As normal kidney tissue is relatively sensitive to radiation as opposed to the tumours that develop, it is believed that either genetic/proteomic or environmental changes occur in the process of transformation into RCC that renders the disease resistant to the effects of ionizing radiation. Hypothesized explanations:
Hypoxia: Large part of tumor in RCC is in a state of hypoxia and hypoxia discourages indirect DNA damage as there is little oxygen available to form free radicals. This hypothesis is supported by the fact that the hypoxic response pathway is found activated in most RCC tumours via mutations in the VHL (Von Hippel-Lindau) gene which normally suppresses this pathway.

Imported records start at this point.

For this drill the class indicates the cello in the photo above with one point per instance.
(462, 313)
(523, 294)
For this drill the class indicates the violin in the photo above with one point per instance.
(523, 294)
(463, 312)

As a result, genes that allow cells to cope with hypoxic conditions are up-regulated and the tumour survives whilst being resistant to both oxygen deprivation and radiation.
Carbonic Anhydrase 9 (CA9): Downstream product of the activated hypoxia pathway may be responsible for this resistance, namely carbonic anhydrase 9 (CA9 or CA IX) present in about 95% of the cases of RCC. While previously thought to merely catalyze the dissolution of CO2, it has been found to encourage growth,
invasion and metastasis in other tumour types, believed to be a result of increased acidification of the extracellular environment. The radiation resistance of two RCC cell lines 786-O (human CCRCC) and RAG (murine renal adenocarcinoma) was investigated by the clonogenic assay in the presence of a CA9 inhibitor or silencing RNA. The interference with CA9 by either of these methods significantly sensitizes 786-O cells to the effects of ionizing radiation in vitro.